Suppose I have a high-dimensional vector space $X$, a subspace $V \subset X$, and a collection of $n$ vectors $\{x_i\}_{i=1}^n \subset X$.
My question is: How can I choose a small collection $k < n$ of the vectors $x_i$ so that the span of this smaller collection "well-approximates" the subspace $V$?
The notion of "well-approximation" is intentionally left vague since, although it's intuitive that some subspaces approximate each other better than others, it's not clear to me the best way to introduce definitions that make this precise.
For concreteness, in my scenario the sizes of the various objects are of the following orders $dim(X)\approx 10000$, $dim(V)\approx 20$, $n\approx 5000$, and $k$ can be varied but has a target of $k \approx 100$.
It seems like this should be well studied, but I'm having trouble finding the right terms to search for. In particular, the subject of "subspace approximation" appears to deal with the opposite problem of choosing a subspace to approximate vectors, and the topic of "basis selection" appear to be interested with choosing linear combinations of basis vectors that make certain things sparse - both very different problems from this (as far as I can tell).
Edit: some clarifications based on discussion below
- The dimension of the space $X$ is larger than the number of candidate basis vectors $x_i$, and the subspace $V$ does not necessairily lie in the span of the $x_i$'s.
- As an illustrative example of where it might be useful to consider more basis vectors than the dimension of the space being approximated, consider the following situation: $X=\mathbb{R}^4$, $V=span((1,0,0,0))$, $x_1=(1,1,\epsilon,0)$, $x_2=(1,-1,\epsilon,0)$, $x_3=(0,0,0,1)$. It would be useful to choose 2 vectors $x_1$ and $x_2$, even though the space to be approximated, $V$, has dimension 1.
- Or in 3D, consider the situation in the following picture. You can approximate the space 1D $V$ perfectly with 3 vectors $x_1,x_2,x_3$, very well with 2 vectors $x_1,x_2$, and poorly with only one vector.
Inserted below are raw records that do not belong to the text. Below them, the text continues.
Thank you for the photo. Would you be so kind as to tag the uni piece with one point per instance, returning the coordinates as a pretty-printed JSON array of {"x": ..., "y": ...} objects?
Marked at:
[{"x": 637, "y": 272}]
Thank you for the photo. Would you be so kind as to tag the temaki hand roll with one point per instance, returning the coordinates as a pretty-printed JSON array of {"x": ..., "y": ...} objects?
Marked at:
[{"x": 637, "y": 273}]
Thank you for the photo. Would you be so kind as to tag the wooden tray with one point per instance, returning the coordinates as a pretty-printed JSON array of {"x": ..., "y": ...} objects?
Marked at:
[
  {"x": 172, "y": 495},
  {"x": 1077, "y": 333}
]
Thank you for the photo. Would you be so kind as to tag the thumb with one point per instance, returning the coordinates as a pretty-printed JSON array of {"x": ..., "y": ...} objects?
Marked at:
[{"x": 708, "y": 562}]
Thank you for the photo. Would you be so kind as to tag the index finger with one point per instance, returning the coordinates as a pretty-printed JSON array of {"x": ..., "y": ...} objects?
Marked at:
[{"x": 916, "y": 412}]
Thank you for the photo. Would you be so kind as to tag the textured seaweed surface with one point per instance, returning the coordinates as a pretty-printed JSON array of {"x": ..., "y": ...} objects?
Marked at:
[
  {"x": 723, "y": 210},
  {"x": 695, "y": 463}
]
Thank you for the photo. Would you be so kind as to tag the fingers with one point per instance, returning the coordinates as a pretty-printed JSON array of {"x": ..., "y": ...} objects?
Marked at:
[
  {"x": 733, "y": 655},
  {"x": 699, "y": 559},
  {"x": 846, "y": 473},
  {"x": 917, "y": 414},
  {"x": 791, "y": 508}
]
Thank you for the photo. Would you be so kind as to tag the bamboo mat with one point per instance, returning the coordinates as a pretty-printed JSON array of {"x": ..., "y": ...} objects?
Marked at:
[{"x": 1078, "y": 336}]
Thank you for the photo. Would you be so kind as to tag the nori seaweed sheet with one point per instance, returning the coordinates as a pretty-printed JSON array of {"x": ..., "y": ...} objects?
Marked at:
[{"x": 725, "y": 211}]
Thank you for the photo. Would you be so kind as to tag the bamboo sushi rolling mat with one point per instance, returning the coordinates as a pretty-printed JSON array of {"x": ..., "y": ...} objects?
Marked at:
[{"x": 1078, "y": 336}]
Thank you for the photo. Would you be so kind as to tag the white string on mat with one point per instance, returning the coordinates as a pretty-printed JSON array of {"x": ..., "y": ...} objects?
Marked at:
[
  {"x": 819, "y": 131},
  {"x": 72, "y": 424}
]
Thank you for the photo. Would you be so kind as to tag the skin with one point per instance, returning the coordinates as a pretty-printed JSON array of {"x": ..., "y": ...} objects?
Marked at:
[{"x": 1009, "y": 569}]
- One possible measure of how well a candidate space $\tilde V$ approximates the target space $V$ would be the expected value of the size of the projection of a random unit vector in $V$ onto $\tilde V$. Ie, for a uniformly distributed random unit vector $v \in V$, maximize $\mathbb{E}||\Pi_{\tilde V} v||$. If the approximation is exact this will be 1, otherwise it will be less than 1. Other definitions of "well approximation" may be better, this is just the first thing I thought of.